After reading a couple of posts and thinking a lot about the situation, I’ve started to sketch out some actual core rules modifications which I wanted to introduce here. The first involves switching the entire core mechanic of the game over to d20. The second considers a change towards an advantage/disadvantage systems. The third creates a new economy using experience points to fuel better rolls — providing a means of flattening the experience curve for people who roll a lot (they often want to use the little bonuses to be more successful) and creates a new dichotomy between being successful in the short term and growing more powerful in the long term.
Rolls and Results
Once a move applies, it’s time to look at the effects. Most moves tell you to roll+something. The roll part means to take 1d20 and roll it. The +something part means to add the modifier associated with that stat. So, a character with Dex modifier of +2 who launches a Volley rolls 1d20 and adds two. Easy.
The result of the roll falls into three categories: a 17+ is a strong hit. A 9-16 is a weak hit. A 8- is a miss. In addition, there are two “special” values – a roll of a “20” is like an extra strong hit and a roll of a “1” is a like a really bad miss.

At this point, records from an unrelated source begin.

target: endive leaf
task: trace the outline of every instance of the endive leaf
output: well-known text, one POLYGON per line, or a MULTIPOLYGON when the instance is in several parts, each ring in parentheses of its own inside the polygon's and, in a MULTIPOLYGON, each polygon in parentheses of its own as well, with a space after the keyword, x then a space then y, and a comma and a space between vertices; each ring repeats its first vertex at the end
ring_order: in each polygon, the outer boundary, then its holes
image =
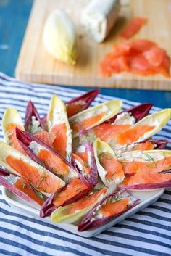
POLYGON ((93 143, 93 151, 98 173, 107 186, 115 186, 124 179, 122 165, 118 162, 112 148, 99 139, 93 143))
POLYGON ((135 107, 130 107, 130 109, 121 111, 120 113, 115 115, 112 118, 107 120, 106 123, 114 123, 114 121, 116 120, 118 115, 122 113, 130 114, 130 116, 133 116, 135 118, 135 123, 137 123, 139 120, 141 120, 142 118, 148 115, 152 107, 153 107, 153 104, 149 103, 141 104, 138 106, 135 106, 135 107))
POLYGON ((51 98, 47 115, 47 123, 49 132, 55 136, 53 147, 70 162, 71 129, 67 119, 66 107, 57 95, 54 95, 51 98))
POLYGON ((33 205, 35 203, 42 205, 46 199, 43 194, 41 194, 41 197, 38 197, 38 191, 34 190, 25 179, 1 168, 0 184, 33 205))
POLYGON ((28 102, 25 110, 25 129, 31 133, 45 129, 38 110, 30 100, 28 102))
POLYGON ((92 191, 72 204, 54 210, 51 219, 54 222, 67 223, 80 222, 83 217, 107 194, 107 189, 92 191))
POLYGON ((74 166, 62 157, 55 149, 33 134, 16 128, 17 138, 27 154, 37 163, 44 165, 46 169, 68 182, 78 176, 74 166))
POLYGON ((122 102, 112 100, 83 110, 69 119, 72 137, 78 136, 82 130, 88 130, 99 125, 117 114, 122 107, 122 102))
POLYGON ((84 231, 99 227, 133 208, 138 202, 138 199, 130 196, 125 189, 107 195, 87 213, 78 230, 84 231))
POLYGON ((78 112, 86 110, 97 96, 99 91, 99 89, 89 91, 87 93, 66 102, 65 105, 67 107, 68 117, 71 117, 78 112))
POLYGON ((137 150, 118 156, 125 176, 171 169, 171 150, 137 150))
POLYGON ((54 210, 77 201, 88 194, 91 189, 91 186, 88 186, 79 178, 72 178, 47 199, 41 207, 40 217, 45 218, 51 215, 54 210))
POLYGON ((94 153, 92 146, 89 143, 79 146, 75 153, 72 153, 72 162, 78 170, 80 178, 83 181, 92 184, 93 186, 97 184, 98 172, 96 165, 94 153))
POLYGON ((56 9, 49 15, 44 26, 43 41, 46 50, 54 57, 67 64, 75 64, 76 30, 67 13, 56 9))
POLYGON ((120 161, 126 178, 119 185, 128 189, 154 189, 171 186, 171 151, 133 151, 120 161))
POLYGON ((132 127, 120 133, 109 142, 109 144, 114 150, 125 151, 125 146, 143 141, 158 133, 170 117, 171 109, 165 109, 148 115, 132 127))
POLYGON ((49 195, 64 186, 64 181, 30 157, 0 141, 0 164, 26 178, 38 191, 49 195))

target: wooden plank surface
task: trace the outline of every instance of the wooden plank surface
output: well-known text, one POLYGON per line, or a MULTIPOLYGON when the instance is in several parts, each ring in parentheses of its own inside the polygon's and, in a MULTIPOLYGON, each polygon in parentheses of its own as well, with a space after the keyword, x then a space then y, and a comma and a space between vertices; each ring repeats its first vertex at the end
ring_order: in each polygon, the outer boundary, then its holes
POLYGON ((122 7, 116 25, 102 44, 97 44, 80 35, 80 54, 75 66, 62 63, 46 51, 42 44, 42 33, 48 15, 55 8, 64 9, 81 33, 80 15, 88 2, 88 0, 35 0, 16 68, 16 76, 25 81, 37 83, 171 90, 170 78, 162 75, 143 77, 123 73, 105 78, 99 68, 99 62, 105 54, 112 51, 113 45, 122 41, 117 34, 133 16, 146 17, 149 22, 131 40, 152 40, 171 56, 170 0, 130 1, 129 6, 122 7))

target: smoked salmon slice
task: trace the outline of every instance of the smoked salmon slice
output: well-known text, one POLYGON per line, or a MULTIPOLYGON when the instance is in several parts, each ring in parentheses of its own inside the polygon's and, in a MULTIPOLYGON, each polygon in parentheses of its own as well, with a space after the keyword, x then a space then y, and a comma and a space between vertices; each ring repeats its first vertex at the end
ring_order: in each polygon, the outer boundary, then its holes
POLYGON ((74 178, 63 188, 53 194, 42 205, 40 216, 49 216, 51 212, 59 207, 71 204, 88 193, 90 186, 85 184, 78 178, 74 178))
POLYGON ((105 188, 95 189, 72 204, 55 210, 51 220, 57 223, 71 223, 81 220, 83 216, 107 194, 105 188))
POLYGON ((0 168, 0 184, 31 204, 42 205, 46 197, 41 192, 34 189, 23 178, 0 168))
POLYGON ((123 153, 119 161, 125 176, 138 173, 159 173, 171 168, 171 154, 167 150, 144 150, 123 153))
POLYGON ((104 122, 120 110, 122 102, 112 100, 88 108, 70 118, 72 137, 78 136, 83 130, 88 130, 104 122))
POLYGON ((0 142, 0 163, 23 177, 38 191, 46 195, 64 186, 61 178, 12 146, 0 142))
POLYGON ((106 142, 97 139, 93 143, 93 151, 99 175, 107 186, 115 187, 122 182, 125 175, 122 165, 112 148, 106 142))
POLYGON ((144 103, 123 110, 101 124, 88 131, 83 131, 80 134, 80 141, 83 143, 88 140, 93 143, 96 138, 99 138, 110 144, 118 134, 146 117, 151 107, 152 104, 144 103))
POLYGON ((95 186, 98 182, 98 172, 91 145, 88 142, 85 143, 72 156, 72 162, 80 174, 80 180, 90 186, 95 186))
POLYGON ((16 138, 16 127, 24 130, 22 119, 14 108, 8 108, 5 110, 2 117, 2 129, 5 141, 21 153, 25 154, 16 138))
POLYGON ((28 102, 25 110, 25 129, 31 133, 45 129, 38 110, 31 100, 28 102))
POLYGON ((20 191, 26 194, 40 206, 41 206, 46 199, 43 194, 36 191, 36 189, 34 190, 30 183, 22 178, 18 178, 17 181, 14 183, 14 186, 20 191))
POLYGON ((132 147, 131 144, 142 142, 156 134, 165 125, 170 117, 170 109, 165 109, 148 115, 116 136, 109 144, 114 150, 126 151, 125 146, 132 147))
POLYGON ((147 22, 145 17, 134 17, 124 28, 120 33, 120 36, 125 39, 129 39, 133 36, 147 22))
POLYGON ((47 115, 49 133, 54 136, 52 146, 63 157, 71 162, 72 131, 67 119, 66 107, 62 101, 54 95, 47 115))
POLYGON ((100 63, 104 76, 130 72, 140 75, 161 73, 170 76, 170 60, 166 51, 148 40, 118 44, 100 63))
POLYGON ((127 189, 154 189, 167 188, 171 186, 171 173, 158 173, 154 172, 138 173, 125 178, 120 188, 127 189))
POLYGON ((86 110, 99 93, 99 89, 92 90, 65 103, 68 118, 86 110))
POLYGON ((46 169, 64 181, 68 182, 72 178, 78 176, 74 167, 43 141, 20 129, 16 129, 16 134, 20 145, 33 160, 44 165, 46 169))
POLYGON ((86 214, 78 230, 84 231, 99 227, 135 207, 138 202, 138 199, 124 189, 107 195, 86 214))

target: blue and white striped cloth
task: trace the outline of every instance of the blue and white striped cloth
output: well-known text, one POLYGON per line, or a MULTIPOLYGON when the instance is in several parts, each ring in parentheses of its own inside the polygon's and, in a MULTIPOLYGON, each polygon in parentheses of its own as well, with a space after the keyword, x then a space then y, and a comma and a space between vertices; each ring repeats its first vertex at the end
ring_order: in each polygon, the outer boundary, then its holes
MULTIPOLYGON (((53 94, 68 101, 82 93, 59 86, 23 83, 0 73, 0 120, 9 107, 16 107, 24 117, 30 99, 43 115, 46 113, 53 94)), ((111 99, 99 95, 93 104, 111 99)), ((123 108, 135 104, 135 102, 123 99, 123 108)), ((154 107, 151 112, 157 110, 159 109, 154 107)), ((170 131, 171 122, 169 122, 155 138, 171 139, 170 131)), ((1 128, 0 139, 2 139, 1 128)), ((78 236, 13 209, 3 199, 1 189, 0 192, 0 255, 171 255, 171 192, 169 190, 152 205, 89 239, 78 236)))

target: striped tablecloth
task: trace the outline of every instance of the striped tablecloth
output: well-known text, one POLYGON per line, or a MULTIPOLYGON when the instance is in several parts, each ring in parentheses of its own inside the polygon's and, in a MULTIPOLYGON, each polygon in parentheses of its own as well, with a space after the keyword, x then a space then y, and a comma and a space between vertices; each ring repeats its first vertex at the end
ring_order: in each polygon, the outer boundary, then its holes
MULTIPOLYGON (((67 88, 26 84, 0 73, 0 120, 4 110, 16 107, 24 117, 31 99, 40 115, 46 113, 49 100, 57 94, 64 101, 83 91, 67 88)), ((94 104, 112 98, 99 95, 94 104)), ((123 99, 123 108, 136 104, 123 99)), ((159 110, 153 107, 151 112, 159 110)), ((155 136, 171 139, 171 122, 155 136)), ((2 139, 1 127, 0 139, 2 139)), ((1 189, 1 187, 0 187, 1 189)), ((9 207, 0 189, 0 255, 171 255, 171 192, 167 190, 157 202, 102 234, 90 239, 70 234, 41 219, 23 215, 9 207)))

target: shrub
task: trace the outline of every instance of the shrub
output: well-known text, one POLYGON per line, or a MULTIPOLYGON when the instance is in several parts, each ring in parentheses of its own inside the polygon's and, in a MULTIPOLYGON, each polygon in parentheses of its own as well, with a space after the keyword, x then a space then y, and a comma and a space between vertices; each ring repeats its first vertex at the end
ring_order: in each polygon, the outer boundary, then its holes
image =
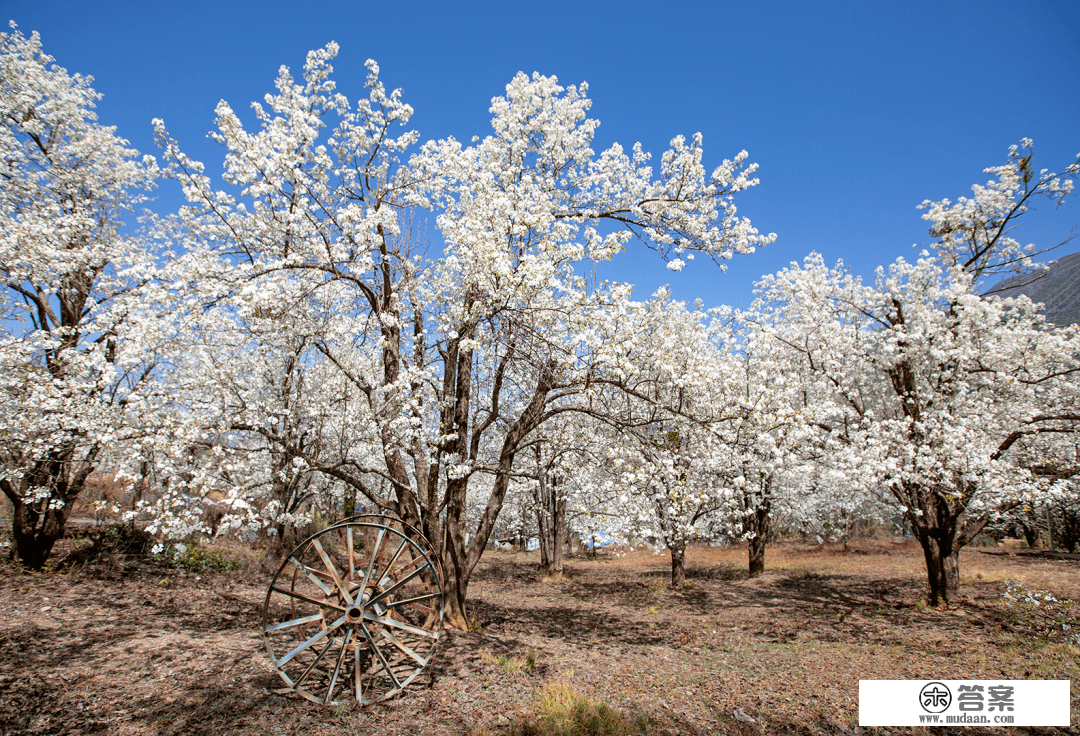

Strong hits and weak hits are both hits. A hit means the character does what they set out to, more or less. A strong hit means they do it without much trouble or complications. A weak hit means they do it, but with complications or unintended effects. Sometimes, a weak hit will mean you need to make a hard decision about what to do next. The move will always say what to do for a strong and weak hit.
A miss means that the character’s action is unsuccessful or carries major consequences. Unless the move tells you what to do, all moves work the same on a miss—the GM takes action, doing something dangerous to the characters. You learn the most from your misses, and mark 1 experience (XP) each time you miss.
Special rolls – a natural 20 (special hit) and a natural 1 (special miss) – provide an opportunity for extra special events to occur. It’s not a requirement they occur, so don’t treat them as absolute. For example, a special hit (using the attack an enemy in melee move from above) could allow the character to do the additional +1d6 damage without opening themselves to a an enemy attack, while a special miss could cause them to fling their sword across the room with no hope of easily getting it back.
Advantage and Disadvantage
Sometimes, the fiction dictates that something a character is trying to do should be very easy because of the situation. Similarly, sometimes things can be very difficult as a result of the story. These events are characterized through the use of Advantage and Disadvantage. Normally, you would resolve a move using only a single d20 roll. In these cases, though, you actually roll 2 20-sided dice. If you have advantage, you take the higher of the two dice as your result. If you have a disadvantage, you take the lower roll between the two dice as your result. In extreme cases, you may even have significant advantage or disadvantage – where you would roll the best or worst of 3d20.
Tipping the Odds
Earlier we mentioned that when you miss, you mark experience. You can tap that experience at any time to improve your odds right now before you roll the dice. You can spend 1 experience for each +1 to the roll, but you must spend it before you make the roll.
These are just some early ideas. Comments welcome.